Another method is based on homology search with those reported ion channel related proteins or receptors. We downloaded the interested sequences from the NCBI Protein database. Using these sequences as the queries and our assembled transcriptomes as the local database, we applied BLASTX with the threshold of E-value ≤ 10−5 to run the queries against the database. Likewise, the best hits of unigenes were submitted to NCBI using tBLASTp tool for further verification and subsequently translated into peptide sequences.

4.3. Alignment and Homology of Ion Channel Related Proteins/Receptors

The obtained full-length ion channel related proteins/receptors, whether predicted by us or downloaded from the NCBI (Table 4), were aligned and sorted by MAFFT software (v7.037) [98] based on their identity. Protein alignments were shaded in different colours by the TEXshade package [99]. Spatial structures and functional domains of each protein were presented according to the identification of that protein in NCBI Protein database combined with the PDB [100].

Table 4

Sequences used for the alignments of ion channel proteins.

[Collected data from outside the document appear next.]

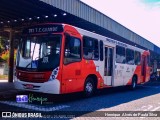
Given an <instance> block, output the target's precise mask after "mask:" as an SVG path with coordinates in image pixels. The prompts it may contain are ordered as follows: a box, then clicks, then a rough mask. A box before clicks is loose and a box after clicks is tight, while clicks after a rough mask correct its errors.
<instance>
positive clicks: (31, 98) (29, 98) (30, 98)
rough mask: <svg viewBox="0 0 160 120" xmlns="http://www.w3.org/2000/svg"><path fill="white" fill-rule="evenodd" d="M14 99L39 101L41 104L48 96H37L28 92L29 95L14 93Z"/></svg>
mask: <svg viewBox="0 0 160 120" xmlns="http://www.w3.org/2000/svg"><path fill="white" fill-rule="evenodd" d="M16 101H17V102H18V103H25V102H28V103H32V102H40V103H41V104H43V102H46V101H48V98H44V97H37V96H34V95H33V94H29V95H16Z"/></svg>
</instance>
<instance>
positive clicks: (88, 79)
mask: <svg viewBox="0 0 160 120" xmlns="http://www.w3.org/2000/svg"><path fill="white" fill-rule="evenodd" d="M94 92H95V83H94V81H93V79H92V78H87V79H86V82H85V85H84V96H85V97H91V96H93V94H94Z"/></svg>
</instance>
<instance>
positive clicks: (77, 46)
mask: <svg viewBox="0 0 160 120" xmlns="http://www.w3.org/2000/svg"><path fill="white" fill-rule="evenodd" d="M79 61H81V41H80V39H78V38H75V37H71V36H66V40H65V51H64V64H69V63H73V62H79Z"/></svg>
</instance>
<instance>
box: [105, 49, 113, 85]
mask: <svg viewBox="0 0 160 120" xmlns="http://www.w3.org/2000/svg"><path fill="white" fill-rule="evenodd" d="M113 53H114V52H113V48H112V47H108V46H107V47H105V61H104V62H105V63H104V84H105V85H110V86H111V85H112V80H113V66H114V64H113V63H114V62H113Z"/></svg>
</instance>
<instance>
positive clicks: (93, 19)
mask: <svg viewBox="0 0 160 120" xmlns="http://www.w3.org/2000/svg"><path fill="white" fill-rule="evenodd" d="M41 1H43V2H45V3H47V4H50V5H52V6H54V7H56V8H59V9H62V10H64V11H66V12H68V13H71V14H73V15H76V16H78V17H80V18H83V19H85V20H87V21H89V22H91V23H94V24H96V25H99V26H101V27H103V28H105V29H107V30H109V31H111V32H113V33H115V34H117V35H120V36H122V37H123V38H126V39H127V40H129V41H132V42H134V43H136V44H139V45H141V46H143V47H145V48H147V49H149V50H152V51H154V50H155V47H156V46H155V45H154V44H152V43H151V42H149V41H148V40H146V39H144V38H143V37H141V36H139V35H137V34H136V33H134V32H132V31H130V30H129V29H127V28H126V27H124V26H122V25H120V24H119V23H118V22H116V21H114V20H113V19H111V18H109V17H107V16H106V15H104V14H103V13H100V12H99V11H97V10H95V9H94V8H92V7H90V6H88V5H86V4H84V3H83V2H81V1H80V0H41ZM156 51H157V50H156ZM158 52H159V53H160V49H159V51H158Z"/></svg>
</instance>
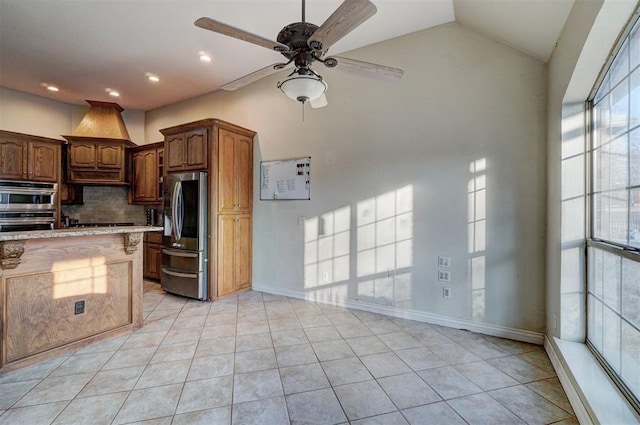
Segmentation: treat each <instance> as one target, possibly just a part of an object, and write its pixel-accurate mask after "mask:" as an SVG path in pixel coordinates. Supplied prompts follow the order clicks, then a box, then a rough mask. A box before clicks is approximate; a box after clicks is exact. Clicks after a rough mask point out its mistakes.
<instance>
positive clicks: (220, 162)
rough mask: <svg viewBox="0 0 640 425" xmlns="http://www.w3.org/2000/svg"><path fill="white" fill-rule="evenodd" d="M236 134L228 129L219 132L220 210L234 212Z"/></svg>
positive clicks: (234, 208)
mask: <svg viewBox="0 0 640 425" xmlns="http://www.w3.org/2000/svg"><path fill="white" fill-rule="evenodd" d="M235 142H236V138H235V134H233V133H230V132H228V131H226V130H219V132H218V211H219V212H234V211H235V209H236V204H237V202H236V176H235V159H234V156H235V155H234V149H235V144H236V143H235Z"/></svg>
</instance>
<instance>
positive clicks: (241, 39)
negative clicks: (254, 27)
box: [193, 18, 289, 52]
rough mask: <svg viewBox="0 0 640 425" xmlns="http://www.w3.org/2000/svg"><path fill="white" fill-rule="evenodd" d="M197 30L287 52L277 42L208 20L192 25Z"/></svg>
mask: <svg viewBox="0 0 640 425" xmlns="http://www.w3.org/2000/svg"><path fill="white" fill-rule="evenodd" d="M193 24H194V25H195V26H197V27H199V28H203V29H206V30H209V31H213V32H217V33H218V34H223V35H226V36H229V37H233V38H237V39H239V40H243V41H247V42H249V43H253V44H257V45H258V46H262V47H266V48H267V49H270V50H275V51H276V52H287V51H289V47H288V46H286V45H284V44H282V43H278V42H277V41H273V40H269V39H268V38H264V37H261V36H259V35H255V34H252V33H250V32H247V31H244V30H241V29H239V28H236V27H232V26H231V25H227V24H224V23H222V22H218V21H215V20H213V19H210V18H200V19H198V20H196V21H195V22H194V23H193Z"/></svg>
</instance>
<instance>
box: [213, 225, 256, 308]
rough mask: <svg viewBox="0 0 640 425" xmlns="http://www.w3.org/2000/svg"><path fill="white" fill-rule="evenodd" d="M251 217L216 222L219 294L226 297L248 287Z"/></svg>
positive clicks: (250, 247)
mask: <svg viewBox="0 0 640 425" xmlns="http://www.w3.org/2000/svg"><path fill="white" fill-rule="evenodd" d="M251 224H252V219H251V216H250V215H235V214H234V215H231V214H229V215H222V214H221V215H220V216H219V218H218V276H217V278H218V291H219V294H220V295H221V296H222V295H227V294H232V293H235V292H238V291H240V290H244V289H249V288H250V287H251V245H252V244H251Z"/></svg>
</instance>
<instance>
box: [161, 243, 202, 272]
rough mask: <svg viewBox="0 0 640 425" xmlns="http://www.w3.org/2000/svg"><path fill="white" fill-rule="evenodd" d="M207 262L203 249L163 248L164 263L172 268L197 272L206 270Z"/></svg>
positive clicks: (162, 262)
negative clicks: (194, 250)
mask: <svg viewBox="0 0 640 425" xmlns="http://www.w3.org/2000/svg"><path fill="white" fill-rule="evenodd" d="M205 263H206V259H205V256H204V252H202V251H188V250H186V249H172V248H166V247H164V248H162V264H163V265H164V266H166V267H167V268H168V269H170V270H184V271H185V272H191V273H196V272H201V271H203V270H204V268H205Z"/></svg>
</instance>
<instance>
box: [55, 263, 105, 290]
mask: <svg viewBox="0 0 640 425" xmlns="http://www.w3.org/2000/svg"><path fill="white" fill-rule="evenodd" d="M80 265H81V266H82V267H81V268H79V267H78V266H80ZM51 268H52V270H53V274H54V288H53V298H54V299H60V298H68V297H77V296H79V295H85V294H106V293H107V266H106V264H105V258H104V257H96V258H89V259H82V260H71V261H63V262H57V263H55V264H54V265H53V266H52V267H51Z"/></svg>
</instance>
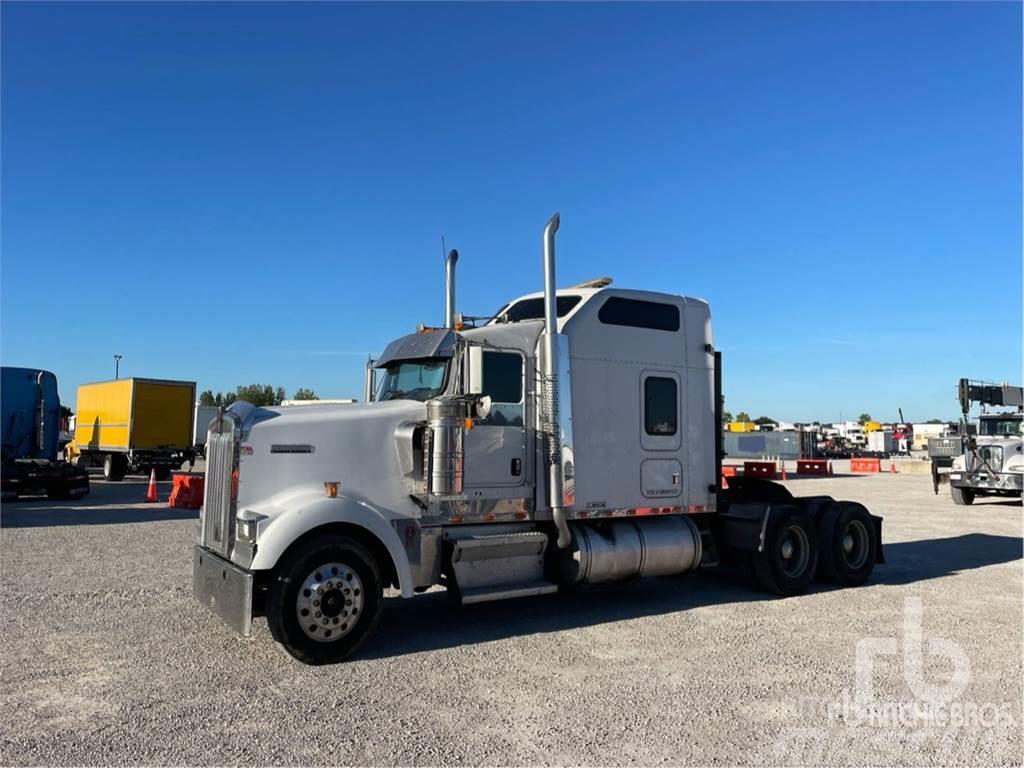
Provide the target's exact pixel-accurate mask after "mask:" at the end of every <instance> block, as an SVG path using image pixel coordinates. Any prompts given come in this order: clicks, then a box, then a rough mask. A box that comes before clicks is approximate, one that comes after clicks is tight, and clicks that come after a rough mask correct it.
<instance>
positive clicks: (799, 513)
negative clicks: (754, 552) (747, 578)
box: [752, 507, 818, 597]
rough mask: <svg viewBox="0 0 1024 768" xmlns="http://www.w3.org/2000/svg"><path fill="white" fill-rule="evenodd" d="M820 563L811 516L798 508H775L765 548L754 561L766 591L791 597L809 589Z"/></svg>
mask: <svg viewBox="0 0 1024 768" xmlns="http://www.w3.org/2000/svg"><path fill="white" fill-rule="evenodd" d="M817 564H818V534H817V529H816V528H815V525H814V521H813V519H812V518H811V516H810V515H808V514H807V513H806V512H803V511H801V510H800V509H798V508H796V507H791V508H775V510H773V512H772V513H771V517H770V518H769V520H768V524H767V526H766V527H765V541H764V549H763V550H762V551H761V552H758V553H755V554H754V556H753V560H752V565H753V568H754V577H755V579H756V580H757V583H758V585H759V586H760V587H761V588H762V589H763V590H765V591H766V592H774V593H775V594H776V595H781V596H783V597H791V596H793V595H799V594H801V593H802V592H805V591H806V590H807V587H808V585H810V583H811V580H812V579H813V578H814V572H815V570H816V569H817Z"/></svg>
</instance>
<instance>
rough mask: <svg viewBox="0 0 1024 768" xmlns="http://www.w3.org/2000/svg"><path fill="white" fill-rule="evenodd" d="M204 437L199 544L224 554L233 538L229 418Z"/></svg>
mask: <svg viewBox="0 0 1024 768" xmlns="http://www.w3.org/2000/svg"><path fill="white" fill-rule="evenodd" d="M216 426H217V427H218V428H219V430H220V431H216V432H215V431H213V430H212V429H211V430H210V432H209V433H208V434H207V437H206V481H205V482H204V486H203V511H202V512H201V516H202V520H203V523H202V527H203V541H202V545H203V546H204V547H206V548H207V549H210V550H213V551H214V552H216V553H217V554H219V555H222V556H224V557H227V555H228V552H229V551H230V547H231V540H232V539H233V534H234V530H233V525H234V520H233V504H232V499H231V497H232V495H233V494H232V487H231V485H232V484H233V483H232V475H233V473H234V467H236V451H234V450H236V445H234V429H233V425H232V423H231V420H230V419H229V418H226V417H225V418H224V420H223V421H221V422H219V423H218V424H217V425H216Z"/></svg>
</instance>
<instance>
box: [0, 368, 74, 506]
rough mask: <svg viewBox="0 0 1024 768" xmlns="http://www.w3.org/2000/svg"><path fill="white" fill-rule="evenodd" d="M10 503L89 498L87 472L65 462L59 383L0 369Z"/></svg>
mask: <svg viewBox="0 0 1024 768" xmlns="http://www.w3.org/2000/svg"><path fill="white" fill-rule="evenodd" d="M0 414H2V415H0V419H2V426H0V430H2V435H3V449H2V451H3V461H2V472H0V475H2V478H3V479H2V494H3V497H4V498H11V497H18V496H36V495H39V494H46V495H47V496H49V497H53V498H56V499H78V498H81V497H83V496H85V495H86V494H88V493H89V475H88V474H86V472H85V470H83V469H79V468H78V467H73V466H72V465H70V464H68V463H67V462H63V461H59V460H58V457H59V455H60V454H59V450H60V397H59V395H58V394H57V379H56V377H55V376H54V375H53V374H51V373H50V372H49V371H42V370H40V369H33V368H10V367H7V366H4V367H3V368H2V369H0Z"/></svg>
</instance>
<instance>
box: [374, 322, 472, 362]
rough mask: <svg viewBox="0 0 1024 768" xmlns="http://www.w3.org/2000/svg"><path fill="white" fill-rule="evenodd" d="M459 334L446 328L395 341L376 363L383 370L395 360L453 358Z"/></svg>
mask: <svg viewBox="0 0 1024 768" xmlns="http://www.w3.org/2000/svg"><path fill="white" fill-rule="evenodd" d="M458 338H459V334H457V333H456V332H455V331H452V330H450V329H446V328H435V329H428V330H425V331H423V332H421V333H415V334H410V335H409V336H402V337H401V338H400V339H395V340H394V341H392V342H391V343H390V344H388V345H387V347H386V348H385V349H384V353H383V354H382V355H381V356H380V357H378V358H377V360H376V361H375V362H374V367H375V368H382V367H383V366H386V365H387V364H389V362H393V361H394V360H415V359H422V358H424V357H451V356H452V355H453V354H455V345H456V341H457V340H458Z"/></svg>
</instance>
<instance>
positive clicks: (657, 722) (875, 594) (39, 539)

Gene Name	Genbank Accession No.	Species
Kv1.1	NP_000208.2	human (Homo sapiens)
	XP_005163101.1	zebrafish (Danio rerio)
	NP_001191634.1	sea hare (Aplysia californica)
	MF179123	cone snail (Conus betulinus)
	XP_011413619.1	oyster (Crassostrea gigas)
	ODM96669.1	springtail insect (Orchesella cincta)
α2-nAchR	EAW63552.1	human (Homo sapiens)
	NP_001035417.1	zebrafish (Danio rerio)
	NP_001267757.1	sea hare (Aplysia californica)
	MF179124	cone snail (Conus betulinus)
	XP_011450331.1	oyster (Crassostrea gigas)
	ABA60382.1	great pond snail (Lymnaea stagnalis)
	NP_001103423.1	darkling beetle (Tribolium castaneum)

5. Conclusions

This is the first report of ion channel-based conotoxins and related ion channel proteins/receptors in the venomous C. betulinus. Similar GO enrichment results were proved in the venom duct and the venom bulb, but different channel and ion channel proteins were identified between the two different tissues. The most common conotoxins with highest transcription levels in the transcriptome datasets are predicted to be κ-conotoxins, followed by putative μ-conotoxins. The ion channel-related protein/receptor, Kv1.1 and α2-nAChR, are conserved in their functional domains, suggesting similar ion channel-based effects of conotoxins in various animal species including human beings, thus making conotoxins a valuable resource for the discovery and development of novel marine drugs to treat ion channel associated human diseases.